When Amy Fitzgerald joined Lerner as an intern 10 years ago, she stood out. She took on every challenge and demonstrated skills beyond her age and experience, according to executive v-p and editor-in-chief Andrew Cummings. In 2018, she was tasked with managing young and middle grade fiction and a year later was promoted to editorial director, overseeing the lists for Carolrhoda Books and Carolrhoda Lab, Lerner’s trade fiction imprints.

“In children’s publishing, we’re living in a time when many people are determined to prevent their children and other people’s children from accessing stories that reflect the vast variety of human experience,” Fitzgerald says. “I believe there is no appeasing that—no meeting it halfway.” This, she adds, has imbued her with a particular sense of urgency to use her privilege to hold the gate open for as many underrepresented creators as she can.

Cummings says that her leadership, vision, and approach have resulted in “the transformation of the fiction program into a purpose-driven, meticulously curated list.”

In the upcoming Carolrhoda Books middle grade novel Indigo and Ida by Heather Murphy Capps, an eighth grader investigates an unfair and possibly racist school policy, but gets pushback from friends and adults. The book captures the “fierceness, fearlessness, and openness about the frustration, anger, and exhaustion that can come with standing up for what
you believe in,” Fitzgerald says.

Last fall, Carolrhoda Lab published the Pura Belpré Award winner Where I Belong, a YA novel by Marcia Argueta Mickelson that features a Guatemalan American high school senior who finds herself in the middle of the debate over immigration. The book illustrates the kind of authors Fitzgerald wants on her lists—the kind who “seemingly take an ordinary slice of life of a teenager and turn it into a touchstone of so many emotions and bigger questions.”

Others on Fitzgerald’s lists include Amber Lough’s Open Fire, which follows a girl in Russia’s first women’s battalion during World War I, and Betty G. Yee’s Gold Mountain, in which a girl joins the Chinese workforce building the Transcontinental Railroad. Fitzgerald says these titles reflect her vision of publishing books that “don’t sugarcoat how messy and scary being alive can be” but empower and invigorate readers, rather than depleting them.

Ashley Marie Mireles

Director of Sales and Marketing

Familius

In her six years there, Ashley Marie Mireles has paid equal attention to growing Familius, and to making it—and all of publishing—a more inclusive and welcoming place. She has an advantage in creating new opportunities for the press, because her responsibilities go beyond what is typically thought of as sales and marketing. She’s also involved in inventory and acquisitions.

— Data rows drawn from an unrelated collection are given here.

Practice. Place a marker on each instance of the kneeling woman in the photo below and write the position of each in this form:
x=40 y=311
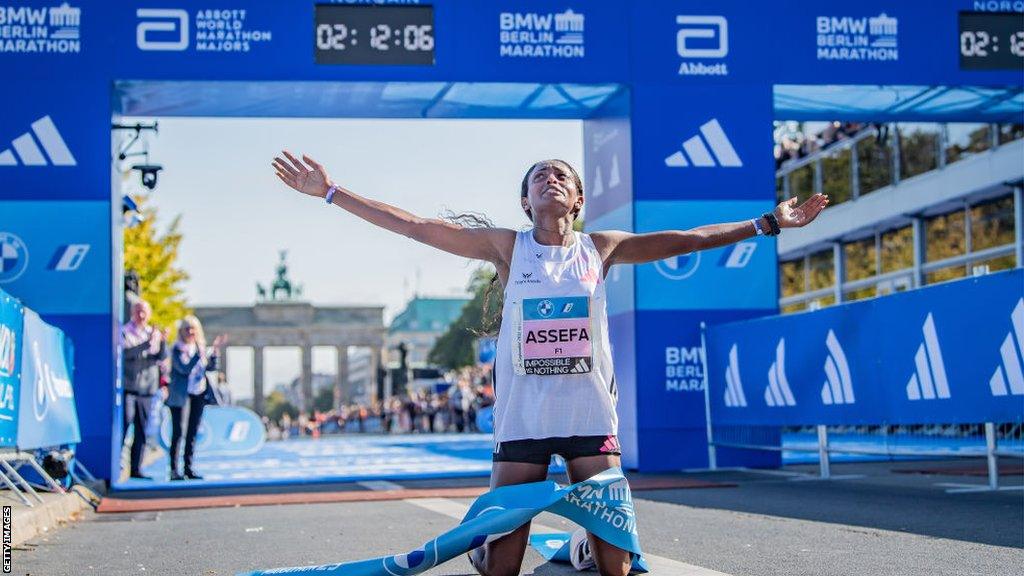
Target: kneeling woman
x=555 y=391
x=190 y=360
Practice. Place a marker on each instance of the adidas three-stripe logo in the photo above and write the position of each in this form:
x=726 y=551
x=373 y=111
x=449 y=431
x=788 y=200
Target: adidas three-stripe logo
x=734 y=397
x=47 y=134
x=1011 y=354
x=839 y=385
x=698 y=154
x=929 y=381
x=778 y=393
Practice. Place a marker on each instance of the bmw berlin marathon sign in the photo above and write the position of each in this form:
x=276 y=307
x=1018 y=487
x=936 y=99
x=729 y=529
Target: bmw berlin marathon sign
x=53 y=30
x=542 y=35
x=851 y=38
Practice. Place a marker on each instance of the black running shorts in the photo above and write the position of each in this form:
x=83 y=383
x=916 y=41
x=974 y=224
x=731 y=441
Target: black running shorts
x=540 y=451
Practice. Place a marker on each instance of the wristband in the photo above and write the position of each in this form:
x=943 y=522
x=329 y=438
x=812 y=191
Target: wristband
x=773 y=222
x=757 y=225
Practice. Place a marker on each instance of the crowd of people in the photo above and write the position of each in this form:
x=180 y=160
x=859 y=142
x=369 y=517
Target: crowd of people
x=181 y=375
x=419 y=411
x=797 y=145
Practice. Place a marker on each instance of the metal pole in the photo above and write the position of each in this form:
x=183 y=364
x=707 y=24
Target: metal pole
x=993 y=463
x=1019 y=224
x=823 y=451
x=712 y=456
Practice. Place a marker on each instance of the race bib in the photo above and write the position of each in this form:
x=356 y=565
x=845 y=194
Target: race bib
x=555 y=336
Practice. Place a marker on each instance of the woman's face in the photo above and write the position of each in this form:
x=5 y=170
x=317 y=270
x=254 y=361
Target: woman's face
x=552 y=191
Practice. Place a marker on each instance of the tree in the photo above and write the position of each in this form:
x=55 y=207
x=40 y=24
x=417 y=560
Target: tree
x=154 y=255
x=455 y=347
x=276 y=406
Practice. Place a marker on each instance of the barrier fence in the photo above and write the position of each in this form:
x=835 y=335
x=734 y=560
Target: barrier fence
x=37 y=399
x=932 y=372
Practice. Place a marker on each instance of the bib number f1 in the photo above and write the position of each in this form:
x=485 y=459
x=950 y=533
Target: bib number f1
x=555 y=336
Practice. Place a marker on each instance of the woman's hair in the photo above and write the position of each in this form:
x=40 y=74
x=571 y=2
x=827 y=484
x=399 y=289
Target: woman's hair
x=524 y=187
x=492 y=319
x=194 y=323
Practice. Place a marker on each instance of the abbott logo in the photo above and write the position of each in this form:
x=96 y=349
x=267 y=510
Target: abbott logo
x=778 y=394
x=156 y=21
x=1011 y=354
x=839 y=385
x=698 y=155
x=929 y=381
x=734 y=397
x=29 y=153
x=691 y=28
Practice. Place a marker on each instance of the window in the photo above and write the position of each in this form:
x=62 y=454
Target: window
x=992 y=223
x=945 y=236
x=836 y=176
x=792 y=277
x=875 y=161
x=860 y=258
x=802 y=182
x=919 y=144
x=821 y=270
x=965 y=139
x=897 y=249
x=1010 y=132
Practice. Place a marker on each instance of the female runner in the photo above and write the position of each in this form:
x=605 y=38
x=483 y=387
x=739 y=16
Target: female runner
x=554 y=383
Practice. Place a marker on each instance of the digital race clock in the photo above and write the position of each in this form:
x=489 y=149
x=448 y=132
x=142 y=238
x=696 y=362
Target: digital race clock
x=374 y=35
x=991 y=40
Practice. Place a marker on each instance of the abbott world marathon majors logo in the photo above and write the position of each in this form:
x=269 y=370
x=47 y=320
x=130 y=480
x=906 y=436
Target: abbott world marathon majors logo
x=857 y=39
x=214 y=31
x=48 y=30
x=554 y=35
x=49 y=386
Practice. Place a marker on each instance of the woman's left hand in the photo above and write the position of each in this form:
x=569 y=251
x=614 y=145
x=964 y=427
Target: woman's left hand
x=791 y=215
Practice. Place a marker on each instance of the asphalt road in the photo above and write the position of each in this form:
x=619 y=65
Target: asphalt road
x=768 y=524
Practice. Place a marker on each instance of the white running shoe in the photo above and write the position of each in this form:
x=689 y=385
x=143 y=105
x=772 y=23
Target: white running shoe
x=580 y=553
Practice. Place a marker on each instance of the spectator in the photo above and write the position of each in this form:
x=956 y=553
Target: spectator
x=143 y=347
x=186 y=394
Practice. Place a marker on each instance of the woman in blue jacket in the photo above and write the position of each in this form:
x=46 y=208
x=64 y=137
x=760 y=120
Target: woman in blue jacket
x=190 y=360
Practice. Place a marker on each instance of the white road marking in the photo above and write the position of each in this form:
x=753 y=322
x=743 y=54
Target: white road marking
x=658 y=565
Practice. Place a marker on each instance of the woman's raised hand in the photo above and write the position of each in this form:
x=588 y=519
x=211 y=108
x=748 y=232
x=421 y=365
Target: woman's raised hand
x=306 y=176
x=791 y=215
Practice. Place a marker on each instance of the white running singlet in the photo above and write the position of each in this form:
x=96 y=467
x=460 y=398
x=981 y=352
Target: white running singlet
x=553 y=373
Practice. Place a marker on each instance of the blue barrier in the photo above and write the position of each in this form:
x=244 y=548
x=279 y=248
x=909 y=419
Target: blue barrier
x=10 y=367
x=948 y=354
x=46 y=414
x=224 y=430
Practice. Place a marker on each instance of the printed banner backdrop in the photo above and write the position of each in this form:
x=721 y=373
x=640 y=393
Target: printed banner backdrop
x=46 y=414
x=916 y=357
x=227 y=430
x=690 y=120
x=10 y=366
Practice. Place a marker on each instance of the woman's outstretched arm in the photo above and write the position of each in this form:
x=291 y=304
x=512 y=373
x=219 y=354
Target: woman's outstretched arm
x=626 y=248
x=309 y=177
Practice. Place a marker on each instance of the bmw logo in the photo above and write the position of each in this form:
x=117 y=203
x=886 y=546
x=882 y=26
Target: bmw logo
x=545 y=307
x=679 y=268
x=13 y=257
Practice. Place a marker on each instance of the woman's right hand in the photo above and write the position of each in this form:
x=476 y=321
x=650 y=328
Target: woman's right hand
x=308 y=177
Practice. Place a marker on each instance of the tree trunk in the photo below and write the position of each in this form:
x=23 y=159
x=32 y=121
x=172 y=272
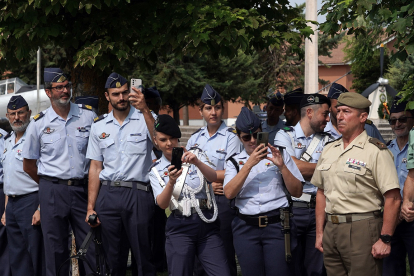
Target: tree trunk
x=185 y=116
x=90 y=82
x=176 y=113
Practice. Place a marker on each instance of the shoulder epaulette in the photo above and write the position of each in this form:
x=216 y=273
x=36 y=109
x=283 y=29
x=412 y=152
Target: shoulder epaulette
x=198 y=130
x=97 y=119
x=232 y=130
x=85 y=106
x=8 y=135
x=232 y=156
x=377 y=143
x=154 y=164
x=38 y=116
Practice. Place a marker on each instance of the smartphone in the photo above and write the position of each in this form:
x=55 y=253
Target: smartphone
x=137 y=83
x=176 y=157
x=262 y=138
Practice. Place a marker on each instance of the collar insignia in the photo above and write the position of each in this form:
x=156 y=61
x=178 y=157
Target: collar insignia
x=104 y=135
x=48 y=130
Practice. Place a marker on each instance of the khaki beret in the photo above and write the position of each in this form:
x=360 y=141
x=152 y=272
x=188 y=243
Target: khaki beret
x=354 y=100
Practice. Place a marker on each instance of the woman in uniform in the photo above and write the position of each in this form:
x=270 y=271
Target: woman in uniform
x=255 y=178
x=192 y=229
x=219 y=142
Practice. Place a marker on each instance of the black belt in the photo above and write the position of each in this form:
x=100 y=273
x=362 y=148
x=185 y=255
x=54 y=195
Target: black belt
x=129 y=184
x=259 y=220
x=69 y=182
x=20 y=196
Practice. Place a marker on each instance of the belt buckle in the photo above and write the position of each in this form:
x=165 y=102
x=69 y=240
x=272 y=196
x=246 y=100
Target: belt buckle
x=265 y=221
x=335 y=219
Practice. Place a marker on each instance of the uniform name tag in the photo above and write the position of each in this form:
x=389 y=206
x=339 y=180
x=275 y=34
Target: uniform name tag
x=354 y=167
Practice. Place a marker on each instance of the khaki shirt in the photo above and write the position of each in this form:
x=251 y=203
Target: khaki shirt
x=354 y=179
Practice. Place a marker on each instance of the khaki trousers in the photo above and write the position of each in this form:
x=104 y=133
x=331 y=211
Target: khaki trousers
x=347 y=248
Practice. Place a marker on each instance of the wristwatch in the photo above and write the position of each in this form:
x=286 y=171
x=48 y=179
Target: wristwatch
x=386 y=238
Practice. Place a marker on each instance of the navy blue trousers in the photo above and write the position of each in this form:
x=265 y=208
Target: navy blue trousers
x=126 y=217
x=187 y=237
x=4 y=254
x=62 y=207
x=308 y=260
x=402 y=243
x=26 y=252
x=261 y=250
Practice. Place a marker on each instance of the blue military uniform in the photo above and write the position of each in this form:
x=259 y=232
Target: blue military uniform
x=60 y=146
x=403 y=239
x=260 y=250
x=192 y=229
x=334 y=92
x=4 y=254
x=309 y=260
x=25 y=240
x=220 y=146
x=124 y=205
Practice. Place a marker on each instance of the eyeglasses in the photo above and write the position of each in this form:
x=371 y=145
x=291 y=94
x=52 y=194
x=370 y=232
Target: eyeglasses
x=60 y=88
x=402 y=120
x=248 y=137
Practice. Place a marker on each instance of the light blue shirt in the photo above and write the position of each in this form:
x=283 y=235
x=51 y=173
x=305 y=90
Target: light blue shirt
x=2 y=135
x=262 y=191
x=192 y=179
x=272 y=130
x=301 y=143
x=400 y=161
x=124 y=150
x=60 y=145
x=220 y=146
x=370 y=128
x=16 y=181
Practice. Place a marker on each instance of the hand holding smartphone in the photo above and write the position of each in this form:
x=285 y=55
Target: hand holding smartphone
x=177 y=154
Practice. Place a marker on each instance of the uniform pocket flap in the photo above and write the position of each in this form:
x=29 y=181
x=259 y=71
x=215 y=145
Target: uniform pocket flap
x=106 y=143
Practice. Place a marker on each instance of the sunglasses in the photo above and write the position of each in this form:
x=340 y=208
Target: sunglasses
x=402 y=120
x=248 y=137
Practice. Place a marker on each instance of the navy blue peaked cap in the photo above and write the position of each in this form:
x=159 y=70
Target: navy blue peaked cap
x=398 y=107
x=88 y=100
x=247 y=121
x=167 y=125
x=54 y=75
x=210 y=96
x=293 y=97
x=277 y=99
x=16 y=102
x=115 y=80
x=151 y=93
x=336 y=90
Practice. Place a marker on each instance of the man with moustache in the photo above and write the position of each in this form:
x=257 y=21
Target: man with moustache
x=356 y=179
x=332 y=127
x=54 y=157
x=401 y=122
x=120 y=147
x=304 y=142
x=22 y=214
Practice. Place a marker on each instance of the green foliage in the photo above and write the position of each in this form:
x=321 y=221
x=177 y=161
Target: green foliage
x=364 y=55
x=355 y=15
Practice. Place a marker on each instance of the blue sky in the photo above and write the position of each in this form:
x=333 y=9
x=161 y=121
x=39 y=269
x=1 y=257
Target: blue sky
x=321 y=19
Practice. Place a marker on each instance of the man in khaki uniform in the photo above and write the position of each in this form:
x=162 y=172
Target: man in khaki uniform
x=356 y=177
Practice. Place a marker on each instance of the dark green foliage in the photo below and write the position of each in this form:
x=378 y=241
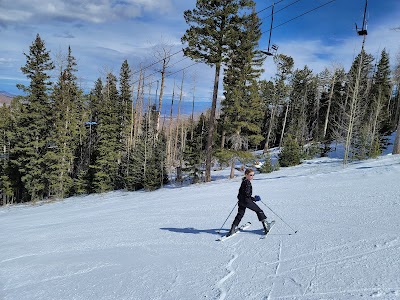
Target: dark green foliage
x=291 y=152
x=242 y=110
x=33 y=125
x=267 y=166
x=211 y=37
x=107 y=153
x=66 y=113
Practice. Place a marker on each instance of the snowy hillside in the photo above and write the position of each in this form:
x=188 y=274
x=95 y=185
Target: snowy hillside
x=161 y=245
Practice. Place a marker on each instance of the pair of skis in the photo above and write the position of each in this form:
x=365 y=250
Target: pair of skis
x=242 y=228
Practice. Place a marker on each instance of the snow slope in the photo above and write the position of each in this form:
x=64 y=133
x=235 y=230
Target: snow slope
x=161 y=245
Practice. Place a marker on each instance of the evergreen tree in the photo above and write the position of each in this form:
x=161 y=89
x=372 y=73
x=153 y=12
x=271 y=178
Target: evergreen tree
x=107 y=152
x=267 y=166
x=291 y=153
x=66 y=119
x=34 y=124
x=194 y=153
x=379 y=110
x=242 y=106
x=125 y=117
x=356 y=108
x=212 y=32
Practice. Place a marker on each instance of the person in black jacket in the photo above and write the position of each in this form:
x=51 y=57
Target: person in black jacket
x=246 y=200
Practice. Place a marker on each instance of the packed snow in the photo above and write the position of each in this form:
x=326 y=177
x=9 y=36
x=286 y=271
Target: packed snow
x=162 y=244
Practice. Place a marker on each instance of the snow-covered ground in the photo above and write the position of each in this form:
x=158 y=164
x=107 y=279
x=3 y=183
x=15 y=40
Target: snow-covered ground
x=161 y=245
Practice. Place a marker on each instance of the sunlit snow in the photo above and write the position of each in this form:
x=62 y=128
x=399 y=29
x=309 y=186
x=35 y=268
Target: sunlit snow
x=162 y=244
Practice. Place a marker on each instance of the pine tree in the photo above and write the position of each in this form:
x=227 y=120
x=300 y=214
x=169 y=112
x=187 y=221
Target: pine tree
x=291 y=153
x=66 y=119
x=194 y=153
x=107 y=152
x=355 y=108
x=213 y=25
x=267 y=166
x=379 y=111
x=125 y=117
x=34 y=124
x=302 y=94
x=242 y=106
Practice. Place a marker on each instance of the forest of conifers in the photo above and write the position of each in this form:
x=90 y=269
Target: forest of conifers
x=58 y=140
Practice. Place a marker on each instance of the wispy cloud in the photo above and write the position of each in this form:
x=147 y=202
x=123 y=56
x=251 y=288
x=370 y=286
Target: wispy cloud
x=95 y=11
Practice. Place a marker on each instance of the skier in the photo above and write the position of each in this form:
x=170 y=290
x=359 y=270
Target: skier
x=247 y=201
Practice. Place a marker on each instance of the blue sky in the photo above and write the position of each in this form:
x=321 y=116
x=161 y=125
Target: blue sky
x=103 y=33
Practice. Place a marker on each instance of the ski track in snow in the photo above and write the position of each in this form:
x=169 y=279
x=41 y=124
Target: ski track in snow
x=220 y=284
x=161 y=245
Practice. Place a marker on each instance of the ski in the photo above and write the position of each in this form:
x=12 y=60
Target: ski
x=240 y=228
x=271 y=224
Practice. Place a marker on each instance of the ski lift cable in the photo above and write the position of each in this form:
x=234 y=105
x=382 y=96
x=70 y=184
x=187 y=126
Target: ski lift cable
x=177 y=52
x=187 y=67
x=283 y=8
x=156 y=72
x=268 y=7
x=307 y=12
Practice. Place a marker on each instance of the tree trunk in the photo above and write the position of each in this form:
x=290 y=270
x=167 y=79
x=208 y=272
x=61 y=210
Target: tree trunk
x=284 y=125
x=396 y=145
x=329 y=105
x=212 y=124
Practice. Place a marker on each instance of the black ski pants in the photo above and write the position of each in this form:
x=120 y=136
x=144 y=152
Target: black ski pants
x=242 y=209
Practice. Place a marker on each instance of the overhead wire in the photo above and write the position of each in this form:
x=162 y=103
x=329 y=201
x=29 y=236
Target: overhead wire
x=311 y=10
x=175 y=53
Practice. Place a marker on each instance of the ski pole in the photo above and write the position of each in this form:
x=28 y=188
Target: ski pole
x=295 y=231
x=227 y=218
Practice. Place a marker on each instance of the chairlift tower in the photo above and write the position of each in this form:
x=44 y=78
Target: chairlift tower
x=274 y=48
x=363 y=31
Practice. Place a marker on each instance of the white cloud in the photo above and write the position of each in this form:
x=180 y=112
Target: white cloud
x=96 y=11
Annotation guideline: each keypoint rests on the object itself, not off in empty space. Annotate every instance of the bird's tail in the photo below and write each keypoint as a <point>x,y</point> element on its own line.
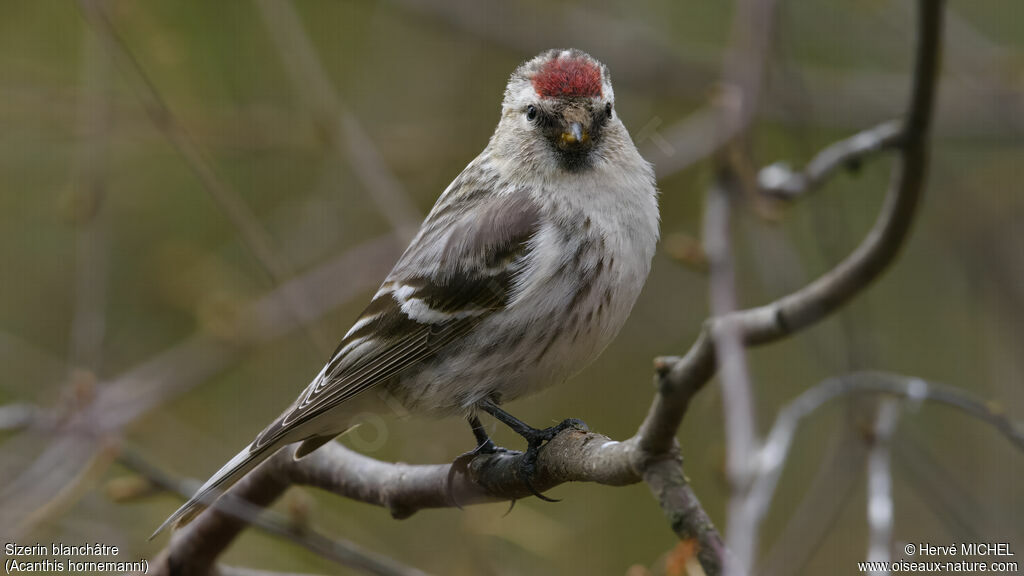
<point>230,472</point>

Mireles has found success with creators of inspirational art on Instragram, recruiting them to produce a series of paper-over-board mini books priced at $9.99. “Most of these people are creating content that is monetizied in the form of stickers or digital art,” she explains. “They didn’t have a way of creating something physical on their own. The mini books give them an opportunity to make a buck now that they have a tangible object to sell.”

The first of these was Yes You Can by well-followed Instagrammer Olivia Herrick, which combines meditations and reflections and is now in its third printing. A children’s book adaptation and flashcards from Herrick are upcoming.

Mireles identifies as Mexican American and Indigenous, and she is eager to make the publishing world more inclusive and welcoming. She was instrumental in acquiring two cookbooks by Ericka Sanchez of the popular website Nibbles & Feasts: Aquas Frescas & Paletas and ¡Buen Provecho! A second-generation Mexican American, Sanchez offers accessible, easier, and healthier twists on traditional recipes.

The books were released during the pandemic, but Mireles didn’t let that hamper marketing plans. She worked with Sanchez to create TikTok reels, quite a few of which went viral, and they partnered with the California supermarket chain Vallarta.

Mireles has also contributed to Familius’s list by authoring a series of children’s board books, including 100 First Words for Little Californians.

Outside of Familius, Mireles is very active in the Independent Book Publishers Association, where she’s chair of the DEI committee and serves on the board.